Today I had to say goodbye to my mom. She had left my city and went home to Ukraine. When we were waiting for the bus that my mom had to go by, I was thinking about what could happen if the transport didn’t arrive. I actually had such situation at one time and I definitely didn’t have any wish to get into the same story again. For the first time in my story, my bus hadn’t come but I had a solution, because I could just come back home and the next morning go to the bus terminal and gain my money back. But tomorrow my mom’s visa must finish its actuality, so she couldn’t get such easy chance that I had in my case. Of course today when we were staying in the terminal I worried a little bit, especially when I had noticed that the bus was late. Actually here is a normal thing if your transport arrives at the time when it should depart already.
I told before about a job I work at. Yesterday I wrote a report to
leave, but I have to keep working for two weeks yet before I can go. Last two
days I thought about how difficult it should be.

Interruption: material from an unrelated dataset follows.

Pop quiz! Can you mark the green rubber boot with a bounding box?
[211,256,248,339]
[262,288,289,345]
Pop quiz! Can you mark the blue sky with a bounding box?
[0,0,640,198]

But when my mom and I were waiting, I had promised her that for these weeks that I need to get through, I won’t been complaining. I had promised that I will have done my work with a smile on my face and won’t pay attention on anything what I even don’t have to care about. Because all that stuff isn’t important as the feeling that your close relative is fine and doesn’t have any trouble. That’s what has an importance… not taxes, not a car, not a salary, but a well-being and a happiness of your dears.

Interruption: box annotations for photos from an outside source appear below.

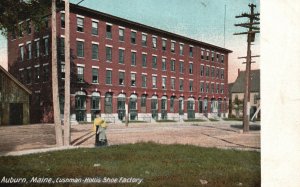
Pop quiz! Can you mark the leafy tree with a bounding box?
[0,0,51,37]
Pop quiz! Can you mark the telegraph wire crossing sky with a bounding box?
[0,0,260,82]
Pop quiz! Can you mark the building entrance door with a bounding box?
[9,103,23,125]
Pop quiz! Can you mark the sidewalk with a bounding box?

Peace of mind: having an easy conscience, not being preoccupied by worries and anxiety.
We're in search of that elusive treasure known as peace of mind.
A piece of my mind: Frank sharing of one's (often unpleasant) thoughts.
I can't believe how unreasonable my teacher is. How I would love to give her a piecee of my mind!
I like your story, but in most cases, your salary (up to a point) and the material conditions of your existence determine whether or not you and your family even have a chance at peace of mind.
Guyomar, Thank you. I didn't noticed that mistake. Yes I meant the "peace of mind". I love writing very much, so sometimes I don't pay attantion on such elements when I don't want to lose a thought that I want to note. Next time I will check entirely all the text I write, because I know that a wrong form can change the meaning totally. Thank you again :)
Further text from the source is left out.